Dursun Tümer, "Teyzem Fatma Çavuş TBMM tarafından Ankara'ya çağrılmış fakat imkânı olmadığı için gidememiş. O günlerde ayrıca hasta olduğunu ve gözünün almadığını söylerdi.  Sonradan ona çavuşluk unvanı vermişler. O tarihten sonra yapılan başta Cumhuriyet Bayramı kutlamaları olmak üzere Milli Bayramlara katılması için Samsuna davet ediliyordu. O da elbiselerini kuşanıp gidiyor at üstünde geçit merasimine katılıyordu. Vefatına kadar bu durum böyle devam etti. Yaşarken Samsun Valiliğinden ziyaretine gelenler olurdu. Hayatı büyük zorluklarla geçti.  Köyün içinde küçük bir baraka yaptırdı ve orada da vefat (1963) etti.

Teyzemle hep gurur duydum

Dursun Tümer anlatmaya devam ediyor; "Fatma Çavuş üç kız bir erkek olmak üzere 5 kardeştir.  Birisi benim annem Ahizar,diğerleri Elif, Behiye, Fatma ve Hüseyin.
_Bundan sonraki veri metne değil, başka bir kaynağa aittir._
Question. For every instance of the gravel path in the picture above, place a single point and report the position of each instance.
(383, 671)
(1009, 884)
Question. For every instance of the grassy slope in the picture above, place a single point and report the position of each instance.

Fatma teyzemin eşi Hasan eniştem askerden dönmemiş. Fatma teyzemin çocuğu olmamış. Eşi vefat edince kendi babasının evine dönmüş. Ölünceye kadar bir daha da evlenmemiş. Dağ köyünün etrafında bulunan diğer köylerde Rumlar yaşarlarmış. Seferberlik dönemine kadar birbirlerine pek zarar vermezlermiş. Ama seferberlik döneminde Rumlar Dağ köyündeki Türklere sık sık baskın yapmaya başlamışlar. Fatma teyzemin annesi olan Selime Ninemi Fatma teyzemin gözleri önünde vurmuşlar. Fatma teyzem o yıllarda Rumlara karşı verilen mücadelenin önderi olmuş. Başta köy kadınları olmak üzere köyde kalan kim varsa hepsini bu saldırılara karşı yetiştirmiş. 10-15 yıl kahramanca mücadele vermiş. Rum çetelerinin korkulu rüyası haline gelmiş. İsmini duyan bile ondan çok korkarmış. Teyzem yeğeni Musa Yalçını (Ağabeyinin oğlu) okutarak Orman memuru olmasını sağlamış. Onu Rabia isminde bir bayanla evlendirmiş. Zaman zaman yeğeninin yanında kaldığı olurdu.